TEMPE, Arizona — Tempe has offered a developer a 20-year incentive package that could give back as much as $800,000 each year in taxes in exchange for building a hotel and conference center in the city’s downtown, according to the Arizona Republic newspaper.

Developer USA Place Hotel Management LLC could receive as much as $16 million in rebates on city sales taxes and hotel-bed tax revenue.

The project will include a 330-room Omni hotel, a 30,000-square-foot conference center and the national headquarters for USA Basketball.

The Tempe City Council unanimously approved the incentive for development of the site, which serves as a western gateway to Arizona State University (ASU).

ASU and Tempe have long targeted the corner for a high-end development. Before the recession, several developers had proposed hotel-conference centers for Tempe’s Mill Avenue District. The deals, including a $500 million mixed-use project, fizzled out when the economy went south.

The land is owned by ASU, which has partnered with USA Place to build the mixed-use development.

Tempe officials have said downtown is ripe for a midsize conference center the city and ASU would market to groups and conventions that want to be centrally located, near the university and Mill Avenue restaurants and entertainment.

The city’s civic leaders said a smaller center would be attractive because of its affordability compared with larger venues, such as the Phoenix Convention Center, and its proximity to ASU’s Tempe campus, the nation’s largest college campus by enrollment.

Tempe’s incentive applies only to the hotel and conference center, not to other components of the project. The distinction is important because Tempe officials have said the deal is aligned with state laws requiring that hotel-bed taxes be used to promote tourism.
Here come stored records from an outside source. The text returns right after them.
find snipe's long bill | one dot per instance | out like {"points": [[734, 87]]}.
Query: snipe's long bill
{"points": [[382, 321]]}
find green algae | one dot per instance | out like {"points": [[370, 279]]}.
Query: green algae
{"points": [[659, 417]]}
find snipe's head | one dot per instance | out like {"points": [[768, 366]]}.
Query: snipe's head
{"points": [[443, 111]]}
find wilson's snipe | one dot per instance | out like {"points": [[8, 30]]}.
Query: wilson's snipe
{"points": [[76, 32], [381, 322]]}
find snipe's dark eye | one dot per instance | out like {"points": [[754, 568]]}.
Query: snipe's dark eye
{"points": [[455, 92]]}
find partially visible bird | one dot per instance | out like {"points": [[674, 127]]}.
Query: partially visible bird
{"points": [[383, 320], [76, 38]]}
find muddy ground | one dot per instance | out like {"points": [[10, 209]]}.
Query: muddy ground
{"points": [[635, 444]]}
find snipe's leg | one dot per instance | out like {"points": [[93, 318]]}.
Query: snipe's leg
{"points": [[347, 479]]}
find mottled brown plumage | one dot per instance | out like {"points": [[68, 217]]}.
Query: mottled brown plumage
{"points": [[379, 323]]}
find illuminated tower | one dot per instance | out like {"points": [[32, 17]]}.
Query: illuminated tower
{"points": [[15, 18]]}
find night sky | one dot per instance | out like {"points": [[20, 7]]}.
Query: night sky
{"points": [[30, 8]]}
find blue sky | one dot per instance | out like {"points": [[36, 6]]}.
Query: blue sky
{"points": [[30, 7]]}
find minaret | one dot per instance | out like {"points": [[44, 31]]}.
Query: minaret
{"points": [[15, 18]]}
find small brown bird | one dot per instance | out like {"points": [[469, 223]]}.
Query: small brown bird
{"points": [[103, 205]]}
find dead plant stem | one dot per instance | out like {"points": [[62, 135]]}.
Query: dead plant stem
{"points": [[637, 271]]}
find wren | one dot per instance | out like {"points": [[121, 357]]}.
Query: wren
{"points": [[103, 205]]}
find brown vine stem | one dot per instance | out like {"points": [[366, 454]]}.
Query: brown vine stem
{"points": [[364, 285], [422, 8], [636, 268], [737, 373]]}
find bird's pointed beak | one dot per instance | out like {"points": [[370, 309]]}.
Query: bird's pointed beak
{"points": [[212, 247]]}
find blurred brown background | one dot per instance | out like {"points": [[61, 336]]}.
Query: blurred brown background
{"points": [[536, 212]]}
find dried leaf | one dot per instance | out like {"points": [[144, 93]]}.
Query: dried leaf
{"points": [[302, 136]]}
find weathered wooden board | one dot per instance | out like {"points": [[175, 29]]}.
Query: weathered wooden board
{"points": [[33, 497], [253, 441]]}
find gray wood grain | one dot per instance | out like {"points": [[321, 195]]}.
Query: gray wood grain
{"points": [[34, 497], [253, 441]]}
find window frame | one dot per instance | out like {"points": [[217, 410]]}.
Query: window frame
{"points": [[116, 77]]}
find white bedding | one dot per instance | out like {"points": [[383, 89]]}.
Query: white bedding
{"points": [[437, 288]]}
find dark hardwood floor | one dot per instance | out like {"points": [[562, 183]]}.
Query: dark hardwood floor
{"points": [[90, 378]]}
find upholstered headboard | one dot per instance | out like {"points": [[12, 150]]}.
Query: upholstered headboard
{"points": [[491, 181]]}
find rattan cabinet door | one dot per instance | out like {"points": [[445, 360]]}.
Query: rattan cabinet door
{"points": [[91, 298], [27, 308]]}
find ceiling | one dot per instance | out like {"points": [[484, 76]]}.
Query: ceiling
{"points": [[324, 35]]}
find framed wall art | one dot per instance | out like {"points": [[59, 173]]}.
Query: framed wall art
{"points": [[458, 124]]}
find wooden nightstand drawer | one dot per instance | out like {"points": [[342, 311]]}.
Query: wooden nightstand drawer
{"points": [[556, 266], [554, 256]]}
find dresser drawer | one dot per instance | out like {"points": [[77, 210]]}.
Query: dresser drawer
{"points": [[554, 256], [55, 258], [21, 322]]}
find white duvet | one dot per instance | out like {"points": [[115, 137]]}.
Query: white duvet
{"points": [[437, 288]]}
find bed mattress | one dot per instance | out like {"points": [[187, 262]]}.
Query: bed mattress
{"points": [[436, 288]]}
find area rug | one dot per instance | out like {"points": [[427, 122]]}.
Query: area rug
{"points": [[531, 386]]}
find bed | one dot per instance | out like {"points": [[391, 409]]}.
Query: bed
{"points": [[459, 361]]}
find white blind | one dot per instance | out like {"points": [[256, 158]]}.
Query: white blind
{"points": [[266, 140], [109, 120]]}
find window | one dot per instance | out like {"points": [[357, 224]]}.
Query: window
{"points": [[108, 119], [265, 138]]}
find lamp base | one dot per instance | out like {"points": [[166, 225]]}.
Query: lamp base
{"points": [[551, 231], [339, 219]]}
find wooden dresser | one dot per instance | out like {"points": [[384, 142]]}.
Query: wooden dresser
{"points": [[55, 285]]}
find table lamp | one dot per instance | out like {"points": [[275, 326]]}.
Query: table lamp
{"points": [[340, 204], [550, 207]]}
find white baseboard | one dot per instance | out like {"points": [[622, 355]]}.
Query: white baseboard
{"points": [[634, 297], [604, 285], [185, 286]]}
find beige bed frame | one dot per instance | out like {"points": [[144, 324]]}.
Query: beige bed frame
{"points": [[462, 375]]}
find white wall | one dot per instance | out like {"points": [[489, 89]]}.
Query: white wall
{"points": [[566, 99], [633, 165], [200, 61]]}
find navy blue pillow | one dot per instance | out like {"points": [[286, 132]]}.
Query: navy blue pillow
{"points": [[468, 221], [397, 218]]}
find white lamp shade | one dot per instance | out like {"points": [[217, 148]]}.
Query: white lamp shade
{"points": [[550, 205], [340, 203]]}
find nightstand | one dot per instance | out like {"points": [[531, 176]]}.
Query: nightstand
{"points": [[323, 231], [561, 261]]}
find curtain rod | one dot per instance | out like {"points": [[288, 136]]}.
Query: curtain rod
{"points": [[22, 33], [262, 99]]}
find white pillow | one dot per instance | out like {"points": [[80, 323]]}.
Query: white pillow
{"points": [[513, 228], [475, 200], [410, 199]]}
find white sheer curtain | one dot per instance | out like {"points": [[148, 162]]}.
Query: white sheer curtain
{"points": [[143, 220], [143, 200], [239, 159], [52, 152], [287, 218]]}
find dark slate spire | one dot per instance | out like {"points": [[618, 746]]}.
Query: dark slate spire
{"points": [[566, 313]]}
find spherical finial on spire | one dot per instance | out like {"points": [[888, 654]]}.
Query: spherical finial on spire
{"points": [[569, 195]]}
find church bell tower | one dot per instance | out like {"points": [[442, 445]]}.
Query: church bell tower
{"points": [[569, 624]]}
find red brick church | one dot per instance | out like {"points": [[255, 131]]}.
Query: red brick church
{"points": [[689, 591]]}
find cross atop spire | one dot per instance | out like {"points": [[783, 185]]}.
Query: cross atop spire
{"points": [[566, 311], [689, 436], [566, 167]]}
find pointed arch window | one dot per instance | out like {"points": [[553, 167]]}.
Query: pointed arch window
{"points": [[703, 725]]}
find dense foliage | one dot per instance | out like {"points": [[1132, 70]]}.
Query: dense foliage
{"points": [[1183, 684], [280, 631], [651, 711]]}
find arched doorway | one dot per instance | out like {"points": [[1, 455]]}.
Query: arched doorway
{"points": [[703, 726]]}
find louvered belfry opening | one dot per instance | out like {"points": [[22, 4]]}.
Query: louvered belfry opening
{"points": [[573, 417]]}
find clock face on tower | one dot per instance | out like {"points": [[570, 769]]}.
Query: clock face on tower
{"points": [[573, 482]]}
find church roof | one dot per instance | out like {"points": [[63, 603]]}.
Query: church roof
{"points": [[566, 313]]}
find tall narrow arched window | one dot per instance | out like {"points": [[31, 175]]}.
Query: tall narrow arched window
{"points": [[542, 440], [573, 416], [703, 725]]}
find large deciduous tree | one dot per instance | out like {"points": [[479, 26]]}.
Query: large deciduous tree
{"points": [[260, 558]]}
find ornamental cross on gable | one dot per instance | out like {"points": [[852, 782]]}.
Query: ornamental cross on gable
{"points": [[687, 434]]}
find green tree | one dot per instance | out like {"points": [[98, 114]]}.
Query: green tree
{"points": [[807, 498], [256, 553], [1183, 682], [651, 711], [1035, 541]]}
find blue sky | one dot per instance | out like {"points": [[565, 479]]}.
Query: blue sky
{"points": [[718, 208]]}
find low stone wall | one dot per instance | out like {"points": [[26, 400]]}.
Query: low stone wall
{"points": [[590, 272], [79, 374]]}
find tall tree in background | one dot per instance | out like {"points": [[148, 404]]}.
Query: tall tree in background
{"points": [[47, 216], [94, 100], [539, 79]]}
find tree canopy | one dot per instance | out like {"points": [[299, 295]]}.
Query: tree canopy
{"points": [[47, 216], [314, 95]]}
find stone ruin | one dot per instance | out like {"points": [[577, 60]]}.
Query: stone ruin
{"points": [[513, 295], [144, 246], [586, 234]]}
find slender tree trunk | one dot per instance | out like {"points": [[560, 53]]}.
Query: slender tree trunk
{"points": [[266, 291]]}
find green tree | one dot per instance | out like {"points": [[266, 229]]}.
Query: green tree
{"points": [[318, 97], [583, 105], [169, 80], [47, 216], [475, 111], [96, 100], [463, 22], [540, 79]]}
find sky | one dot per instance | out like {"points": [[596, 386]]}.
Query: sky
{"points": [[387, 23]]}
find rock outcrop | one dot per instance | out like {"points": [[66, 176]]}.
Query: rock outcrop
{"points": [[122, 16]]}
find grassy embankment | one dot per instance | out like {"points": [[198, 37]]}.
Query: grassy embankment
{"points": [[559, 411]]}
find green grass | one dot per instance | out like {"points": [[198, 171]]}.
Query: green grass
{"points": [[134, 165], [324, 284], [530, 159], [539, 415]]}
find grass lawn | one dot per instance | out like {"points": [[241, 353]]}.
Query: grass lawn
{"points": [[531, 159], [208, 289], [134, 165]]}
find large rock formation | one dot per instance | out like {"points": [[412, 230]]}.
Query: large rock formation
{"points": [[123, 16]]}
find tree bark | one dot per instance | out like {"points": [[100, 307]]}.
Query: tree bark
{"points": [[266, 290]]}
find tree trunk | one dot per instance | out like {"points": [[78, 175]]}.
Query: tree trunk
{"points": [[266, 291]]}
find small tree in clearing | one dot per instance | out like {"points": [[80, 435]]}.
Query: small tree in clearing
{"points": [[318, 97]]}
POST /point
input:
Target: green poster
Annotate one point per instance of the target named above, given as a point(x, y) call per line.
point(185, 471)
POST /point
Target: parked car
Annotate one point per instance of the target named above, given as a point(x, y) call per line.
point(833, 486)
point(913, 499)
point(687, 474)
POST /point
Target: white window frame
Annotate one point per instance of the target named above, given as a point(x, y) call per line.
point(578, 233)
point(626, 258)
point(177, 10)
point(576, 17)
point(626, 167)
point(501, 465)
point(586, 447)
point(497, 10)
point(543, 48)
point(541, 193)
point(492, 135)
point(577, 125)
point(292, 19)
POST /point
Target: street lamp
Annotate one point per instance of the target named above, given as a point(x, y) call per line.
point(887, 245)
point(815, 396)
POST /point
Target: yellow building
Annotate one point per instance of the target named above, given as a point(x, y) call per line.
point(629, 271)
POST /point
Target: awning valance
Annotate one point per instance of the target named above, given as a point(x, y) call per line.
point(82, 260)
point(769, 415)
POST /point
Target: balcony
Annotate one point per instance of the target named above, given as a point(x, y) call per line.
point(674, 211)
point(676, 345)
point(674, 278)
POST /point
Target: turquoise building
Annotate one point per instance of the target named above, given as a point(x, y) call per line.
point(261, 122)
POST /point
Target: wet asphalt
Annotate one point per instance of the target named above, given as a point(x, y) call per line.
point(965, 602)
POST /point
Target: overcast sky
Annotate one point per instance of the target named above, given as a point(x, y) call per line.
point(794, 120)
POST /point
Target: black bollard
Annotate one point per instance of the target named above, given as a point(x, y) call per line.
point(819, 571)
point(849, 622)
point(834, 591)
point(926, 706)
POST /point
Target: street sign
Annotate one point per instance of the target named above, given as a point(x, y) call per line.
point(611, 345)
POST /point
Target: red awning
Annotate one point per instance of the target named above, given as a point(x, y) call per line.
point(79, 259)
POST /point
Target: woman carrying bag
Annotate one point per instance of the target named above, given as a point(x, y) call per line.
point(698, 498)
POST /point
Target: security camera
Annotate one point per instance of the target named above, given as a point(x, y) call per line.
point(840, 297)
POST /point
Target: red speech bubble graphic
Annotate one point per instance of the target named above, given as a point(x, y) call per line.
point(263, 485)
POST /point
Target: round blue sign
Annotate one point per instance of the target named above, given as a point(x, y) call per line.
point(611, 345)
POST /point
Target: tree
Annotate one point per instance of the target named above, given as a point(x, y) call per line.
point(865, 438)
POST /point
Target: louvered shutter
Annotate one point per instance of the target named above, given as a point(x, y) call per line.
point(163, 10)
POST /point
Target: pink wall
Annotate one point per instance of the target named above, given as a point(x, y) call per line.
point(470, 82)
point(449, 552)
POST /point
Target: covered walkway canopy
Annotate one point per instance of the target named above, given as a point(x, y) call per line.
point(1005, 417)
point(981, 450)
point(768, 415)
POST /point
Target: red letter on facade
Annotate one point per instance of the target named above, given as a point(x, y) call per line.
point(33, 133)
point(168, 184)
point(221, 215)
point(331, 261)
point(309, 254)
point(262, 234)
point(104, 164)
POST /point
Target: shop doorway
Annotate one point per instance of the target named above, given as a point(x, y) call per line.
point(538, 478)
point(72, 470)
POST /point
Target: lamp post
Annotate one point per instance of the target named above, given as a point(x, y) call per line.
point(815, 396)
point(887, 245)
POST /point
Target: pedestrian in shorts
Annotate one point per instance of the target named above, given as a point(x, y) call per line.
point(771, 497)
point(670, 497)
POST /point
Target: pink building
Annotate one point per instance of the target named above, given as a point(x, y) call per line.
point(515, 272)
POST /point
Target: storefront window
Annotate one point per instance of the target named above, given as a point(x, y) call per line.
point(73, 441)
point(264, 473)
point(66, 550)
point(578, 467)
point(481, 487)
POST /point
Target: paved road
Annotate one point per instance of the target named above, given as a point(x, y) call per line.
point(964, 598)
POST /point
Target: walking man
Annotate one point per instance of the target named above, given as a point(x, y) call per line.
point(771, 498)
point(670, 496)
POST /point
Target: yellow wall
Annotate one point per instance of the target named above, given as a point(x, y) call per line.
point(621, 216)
Tempe officials say the incentive is worth the investment because it would bring an estimated $34.7 million in net revenue to the city during the 20-year agreement. Public records tied to the development agreement argue that “in the absence of the tax incentive,” the project would not have been located in Tempe.

The agreement also says the developer must spend at least $495,000 annually for 20 years on the promotion of tourism in Tempe.